How do we make sense of a prayer for daily bread when most of us have an abundance of food and other things? To me, there is one conclusion; when we pray this prayer we are committing ourselves to help feed the hungry. We are committing to help people with the physical needs of life. Notice that the prayer doesn’t say “give me my daily bread.” It’s “give us our bread.” It is a corporate prayer that includes all the people of the world. When we pray the Lord’s Prayer we are being called to participate in feeding the hungry and meeting the physical needs of people in our world.
We have the Food Pantry over here that is a wonderful ministry of this church and other area churches. This is one way that we participate in feeding the hungry and meeting physical needs. A few people work over there on Tuesdays – it would be wonderful to have more people helping out.

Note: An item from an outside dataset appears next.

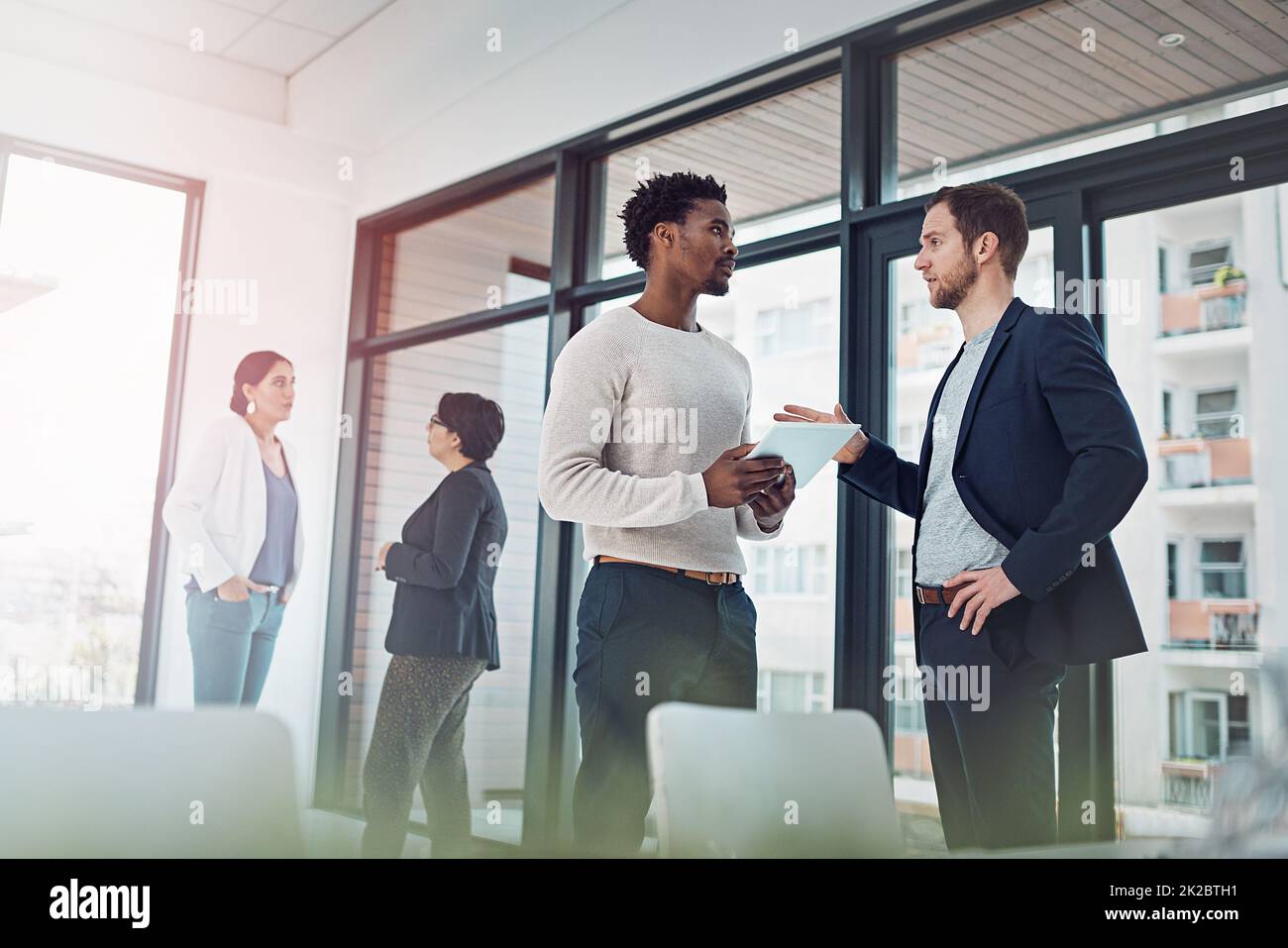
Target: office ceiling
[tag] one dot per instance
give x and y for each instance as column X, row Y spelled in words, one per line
column 1028, row 80
column 279, row 37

Many of you bring food that is given out to the clients. Thank you for that. Are there other ministries that we could, and should, participate in? Our mission committee is trying a variety of mission experiments. Last Thursday we went over to Aliquippa to the Uncommon Grounds Café. In a few weeks we are again helping out with Family Promise, a ministry that enables homeless families to stay together. All of these mission opportunities push us out of our comfort zone and challenge us to share God’s love in new ways.

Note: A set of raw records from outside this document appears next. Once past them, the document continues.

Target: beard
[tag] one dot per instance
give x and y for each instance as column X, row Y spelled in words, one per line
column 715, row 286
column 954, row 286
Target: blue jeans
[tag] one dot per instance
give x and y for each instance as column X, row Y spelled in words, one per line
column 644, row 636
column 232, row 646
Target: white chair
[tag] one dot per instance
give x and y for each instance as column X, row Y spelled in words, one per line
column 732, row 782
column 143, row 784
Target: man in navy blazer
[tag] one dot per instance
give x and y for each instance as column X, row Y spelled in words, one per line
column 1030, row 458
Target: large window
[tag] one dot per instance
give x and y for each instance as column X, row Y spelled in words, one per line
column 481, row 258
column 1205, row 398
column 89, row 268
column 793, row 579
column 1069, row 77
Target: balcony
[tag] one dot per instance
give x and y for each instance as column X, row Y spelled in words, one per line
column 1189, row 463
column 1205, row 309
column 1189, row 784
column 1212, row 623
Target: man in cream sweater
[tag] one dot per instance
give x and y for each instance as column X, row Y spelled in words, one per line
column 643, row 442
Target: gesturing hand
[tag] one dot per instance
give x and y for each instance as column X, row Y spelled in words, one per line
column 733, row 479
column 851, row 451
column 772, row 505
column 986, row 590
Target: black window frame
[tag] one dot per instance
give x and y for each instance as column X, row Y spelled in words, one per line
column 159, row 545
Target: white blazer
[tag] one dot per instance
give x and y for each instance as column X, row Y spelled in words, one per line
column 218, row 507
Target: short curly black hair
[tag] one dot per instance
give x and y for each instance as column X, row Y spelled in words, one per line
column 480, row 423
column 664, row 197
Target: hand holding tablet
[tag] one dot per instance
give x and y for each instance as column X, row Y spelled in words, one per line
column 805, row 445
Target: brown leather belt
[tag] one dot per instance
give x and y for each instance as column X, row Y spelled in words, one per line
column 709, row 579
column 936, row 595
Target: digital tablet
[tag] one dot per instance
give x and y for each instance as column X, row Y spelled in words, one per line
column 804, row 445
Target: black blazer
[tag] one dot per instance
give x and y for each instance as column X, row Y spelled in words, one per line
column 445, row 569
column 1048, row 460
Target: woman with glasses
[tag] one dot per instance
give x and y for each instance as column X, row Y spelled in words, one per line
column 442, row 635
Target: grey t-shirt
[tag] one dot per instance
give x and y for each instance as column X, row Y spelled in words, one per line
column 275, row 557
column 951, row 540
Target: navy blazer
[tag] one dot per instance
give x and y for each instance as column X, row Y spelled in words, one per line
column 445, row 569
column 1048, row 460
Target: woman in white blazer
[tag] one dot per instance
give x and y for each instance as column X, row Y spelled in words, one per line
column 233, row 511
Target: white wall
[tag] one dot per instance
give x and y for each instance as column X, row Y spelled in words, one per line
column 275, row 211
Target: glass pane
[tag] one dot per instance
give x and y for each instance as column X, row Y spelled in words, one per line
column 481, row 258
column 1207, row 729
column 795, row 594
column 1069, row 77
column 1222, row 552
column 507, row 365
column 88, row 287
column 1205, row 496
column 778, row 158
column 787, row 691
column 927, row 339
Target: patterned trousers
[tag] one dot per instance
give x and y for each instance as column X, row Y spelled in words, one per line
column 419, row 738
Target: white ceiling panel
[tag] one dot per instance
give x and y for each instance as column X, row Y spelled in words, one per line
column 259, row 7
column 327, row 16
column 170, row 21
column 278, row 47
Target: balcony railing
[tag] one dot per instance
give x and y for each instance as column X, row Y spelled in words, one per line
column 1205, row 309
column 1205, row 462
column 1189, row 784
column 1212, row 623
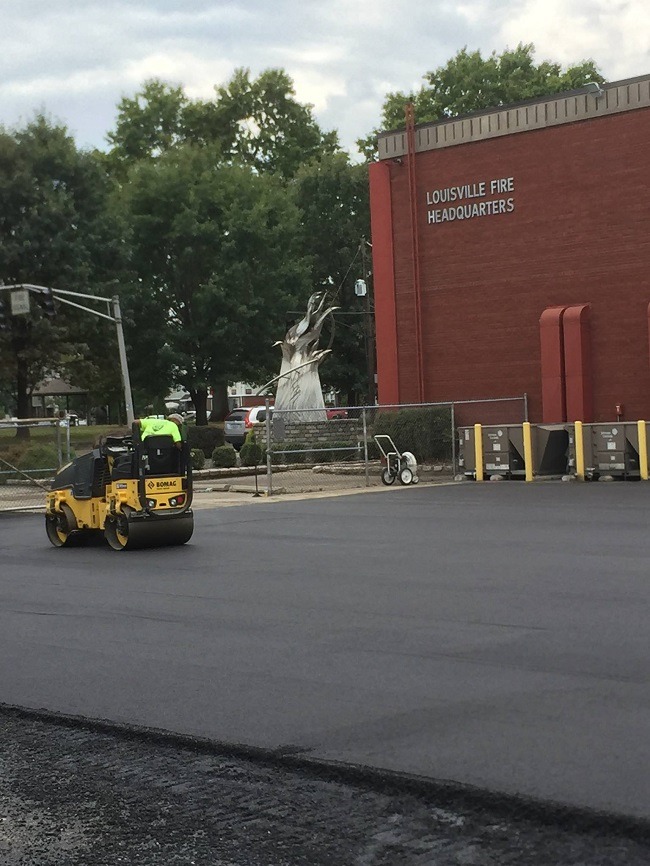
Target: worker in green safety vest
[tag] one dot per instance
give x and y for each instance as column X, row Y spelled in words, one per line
column 170, row 426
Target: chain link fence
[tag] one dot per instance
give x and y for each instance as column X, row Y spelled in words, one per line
column 334, row 449
column 31, row 452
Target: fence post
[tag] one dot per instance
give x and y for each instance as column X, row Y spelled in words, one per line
column 453, row 441
column 269, row 471
column 67, row 439
column 643, row 450
column 365, row 445
column 59, row 450
column 478, row 451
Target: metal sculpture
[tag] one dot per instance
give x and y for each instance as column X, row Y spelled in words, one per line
column 299, row 387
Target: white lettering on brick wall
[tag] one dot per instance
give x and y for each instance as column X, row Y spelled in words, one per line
column 470, row 200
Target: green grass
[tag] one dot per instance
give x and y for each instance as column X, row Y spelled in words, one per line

Justin went to the Wednesday Night Bible study at his church. The pastor talked about prayer, listening to God, and obeying God. He wondered, “Does God still speak to people today?” As he walked out to his car to drive home he prayed, “God, if you speak I’ll listen and do my best to obey.” He got into his car, fastened his seat belt, and as he started the car he had a strange thought – go buy a gallon of milk. He hadn’t heard any voice and didn’t know if it was God, but the idea of buying milk kept bothering him. Finally, he thought “What the heck. I’ll use the milk.” He stopped at a grocery store and bought a gallon of milk.
Justin got back into his car to drive home, with his milk. After a few blocks he got an urge, “Turn left on Seventh Street.” He turned onto Seventh Street, drove for a few blocks and pulled over to the curb and looked around. There were several business on one side of the street, though they were all closed for the night. There were some vacant lots on the other side of the street and then a few houses. Again he sensed something. “Go give the milk to the people in the house across the street.”

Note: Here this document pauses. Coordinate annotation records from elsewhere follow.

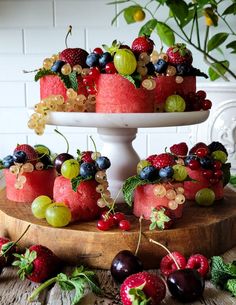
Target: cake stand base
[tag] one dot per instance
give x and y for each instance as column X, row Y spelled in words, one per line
column 207, row 230
column 117, row 146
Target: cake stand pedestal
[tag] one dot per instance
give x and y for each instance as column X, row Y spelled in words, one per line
column 117, row 132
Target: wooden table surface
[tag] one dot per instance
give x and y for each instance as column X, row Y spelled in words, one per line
column 13, row 291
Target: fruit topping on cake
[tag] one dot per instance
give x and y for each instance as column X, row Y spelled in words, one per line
column 28, row 172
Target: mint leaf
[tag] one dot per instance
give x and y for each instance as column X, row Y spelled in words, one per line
column 231, row 286
column 43, row 72
column 221, row 272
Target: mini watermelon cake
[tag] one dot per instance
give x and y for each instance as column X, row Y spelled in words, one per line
column 28, row 173
column 82, row 184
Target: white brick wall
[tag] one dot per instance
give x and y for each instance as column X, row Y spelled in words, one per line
column 33, row 30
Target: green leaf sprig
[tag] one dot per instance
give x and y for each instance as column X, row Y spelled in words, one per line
column 79, row 280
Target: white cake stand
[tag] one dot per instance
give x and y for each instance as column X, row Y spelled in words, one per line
column 117, row 132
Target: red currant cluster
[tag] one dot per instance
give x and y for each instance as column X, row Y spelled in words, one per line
column 109, row 220
column 197, row 101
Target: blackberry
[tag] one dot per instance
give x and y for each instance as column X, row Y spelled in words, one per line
column 215, row 145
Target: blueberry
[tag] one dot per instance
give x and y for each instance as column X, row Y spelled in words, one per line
column 189, row 158
column 160, row 66
column 149, row 173
column 19, row 156
column 105, row 59
column 92, row 60
column 56, row 67
column 151, row 68
column 103, row 163
column 87, row 170
column 45, row 159
column 206, row 162
column 8, row 161
column 166, row 172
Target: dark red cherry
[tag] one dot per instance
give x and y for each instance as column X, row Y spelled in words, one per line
column 124, row 264
column 186, row 285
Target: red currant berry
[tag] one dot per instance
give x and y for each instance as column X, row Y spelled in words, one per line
column 92, row 90
column 202, row 152
column 201, row 94
column 218, row 174
column 118, row 216
column 194, row 164
column 124, row 225
column 103, row 225
column 98, row 51
column 217, row 164
column 94, row 72
column 206, row 104
column 207, row 173
column 110, row 68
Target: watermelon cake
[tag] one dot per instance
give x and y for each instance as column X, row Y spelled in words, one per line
column 165, row 181
column 28, row 173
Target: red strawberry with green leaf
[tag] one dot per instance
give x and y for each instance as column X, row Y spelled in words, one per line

Justin looked at the house. It was dark. Either there was no one home or the people were already asleep. He thought, “Lord, this is crazy. If there is someone in there they are already asleep. If I wake them up to give them the milk they’ll be mad and I’ll look stupid.” The only response he got was the urge to go and give the milk.
Finally he got out of his car, walked across the street and knocked on the door. He figured if no one answered right away he was going to leave. But as soon as he knocked someone yelled out, “Who is it? What do you want?” A man opened the door and peered out with an angry scowl on his face. He didn’t look too happy at having a stranger knock on his door at this time of the night. Justin handed over the gallon of milk. “Here, I brought this to you.”
The man grabbed the milk and rushed down the hallway. A woman came back down the hallway carrying the milk toward the kitchen. The man followed carrying a baby who was crying. He said to Justin, “We were just praying. We had some big bills this month and had run out of money. We didn’t know how we were going to buy milk for our baby. I was just asking God to show me how to get some milk.” His wife shouted from the kitchen. “I asked God to send us an angel. Are you an angel?” Justin took out his wallet and gave them all the money he had. As he walked back to his car tears of joy streamed down his face. He knew that God still speaks to people today, and God answers our prayers.
“Give us this day our daily bread, or milk. Give us the food we need. Amen.”